In regard to soils, we quantify the organic carbon (SOC) in both mineral soil (i.e., moderately or well‐drained soils with low levels of organic matter) and organic soil (i.e., poorly drained soils with high amounts of organic matter such as peat and muck soil). To estimate SOC, we multiply the reference SOC values by stock factor changes (F), expressing how land use, management practices, and organic inputs influence the reference carbon stock. As detailed in Supporting Information 2.2, reference SOC values specific to land use, climate, and soil conditions are calculated using the 2015 MapBiomas Solo Beta collection (MapBiomas Project 2023a). For the stock factor (F), we used land‐use and biome‐specific values provided by MCTI (MCTI 2020a; SIRENE et al. 2020). Only SOC in the top 30 cm of soil is quantified, as this layer is most affected by land‐use changes (IPCC 2006, 2019). Furthermore, soil drainage, strongly affecting the SOC of organic soil (IPCC 2006, 2019), is not considered, as organic soils represent less than 1% of the soils in Brazil (IBGE 2024).
2.4. Mammal Richness
To estimate changes in mammal richness, we project the distribution of mammal species at each timestep of the scenarios. The projected distributions of mammals are determined using a logistic Species Distribution Model for each species (SDMs). Although logistic models may not fully capture the complex interactions between environmental factors and species distributions due to the assumption of linear relationships (Fletcher and Fortin 2018), they are effective at handling multiple variables, making them well‐suited for this research.

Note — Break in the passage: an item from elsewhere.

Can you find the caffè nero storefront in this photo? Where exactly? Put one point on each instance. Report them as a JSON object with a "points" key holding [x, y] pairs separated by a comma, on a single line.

The development of each logistic model requires preparing presence and absence records for each species. First, we extracted species presence coordinate records from the GBIF (GBIF 2024), SpeciesLink (CRIA 2024) and SALVE (ICMBio 2024). These online databases often contain temporal, geographic, and taxonomic inconsistencies. Therefore, we filtered the data to retain only reliable records and address geographic sampling biases (data preparation workflow is included in Supporting Information 3.1). After preparing the dataset, 234 distinct species of mammals remained, with an average of 66 presence records per species (15,342 records in total). Regarding absence records, few reliable data are available (Barbet‐Massin et al. 2012). Therefore, it is common to use “pseudo‐absence” resulting from random sampling in areas with habitats unsuitable for the species (Barbet‐Massin et al. 2012; Fletcher and Fortin 2018). This method has been shown to be the most reliable for the logistic model (Barbet‐Massin et al. 2012; Fletcher and Fortin 2018), especially when using a large number of pseudo‐absences with equal weighting for presence and absence (Barbet‐Massin et al. 2012). Applying those recommendations, 1000 absences were randomly sampled per species, using the expert species range maps of Marsh et al. (2022) to demarcate (un)suitable areas. Finally, we sampled the values of ten different environmental variables at the coordinates of each presence and absence record, including four land‐use types (forest, cropland, forest plantation, grassland‐pasture), two topographic variables (mean slope, mean elevation), and four climate variables (mean annual temperature, mean temperature seasonality, mean annual precipitation, mean precipitation seasonality). These types of variables are commonly used to describe suitable and unsuitable habitat conditions in SDMs (Martínez‐Minaya et al. 2018). A more detailed description of these variables is provided in Supporting Information 3.2.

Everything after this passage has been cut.